Valentina
Wie ich zur Mamma meiner Tochter wurde.
(Eine aussergewönliche Geschichte aus dem Alltag von gynpoint)
Am 22. August 2021 um 21:58 Uhr kam Valentina zur Welt. Zu Hause.
Die Hausgeburt war ungeplant. Meine “Hebamme” war mein Partner.
Kurz vorweg:
Ich hatte während der gesamten Schwangerschaft nie Angst vor der Geburt. Meine Einstellung zur Geburt war “es wird schon alles gut gehen und falls nötig, kann ich eventuell nach Analgetika fragen”. Ich habe auf meinen Körper vertraut und darauf, dass ich, vom Fachpersonal im Spital, bedarfsgerecht unterstützt werde.
Auf Empfehlung meiner Gynäkologin, Dr. Alina Staikov, habe ich in der gynpoint Praxis, gemeinsam mit meinem Partner, einmalig die angebotene Hebammensprechstunde besucht – wir sind dabei kurz auf den Ablauf der Geburt eingegangen, mehrheitlich ging es aber um die Beantwortung unserer Fragen zu nachgeburtlichen Themen. Dass aber genau dieser kurze Gesprächsteil von grosser Bedeutung für meinen Partner sein wird, war uns damals noch nicht klar!

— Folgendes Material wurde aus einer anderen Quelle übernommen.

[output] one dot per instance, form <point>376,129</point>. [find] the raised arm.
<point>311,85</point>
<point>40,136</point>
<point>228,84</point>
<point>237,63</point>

Während der ersten sechs Monate habe ich sehr viel Sport gemacht, Skitouren und Klettern. Dann wurde ein verkürzter Muttermund festgestellt – ich habe daraufhin, auf Anraten meiner Gynäkologin, keinen Sport mehr gemacht. Ich hatte nach dieser Information für mehrere Wochen eine verstärkte Sorge um mein Kind, aber vor allem, dass ich womöglich zu wenig vorsichtig gewesen sei, meinem Kind und Körper gegenüber. Zur Arbeit bin ich weiterhin, bis zum errechneten Termin, im 50% Pensum gegangen.
Die Geburt
Der errechnete Termin war der 20. August. Es blieb ruhig.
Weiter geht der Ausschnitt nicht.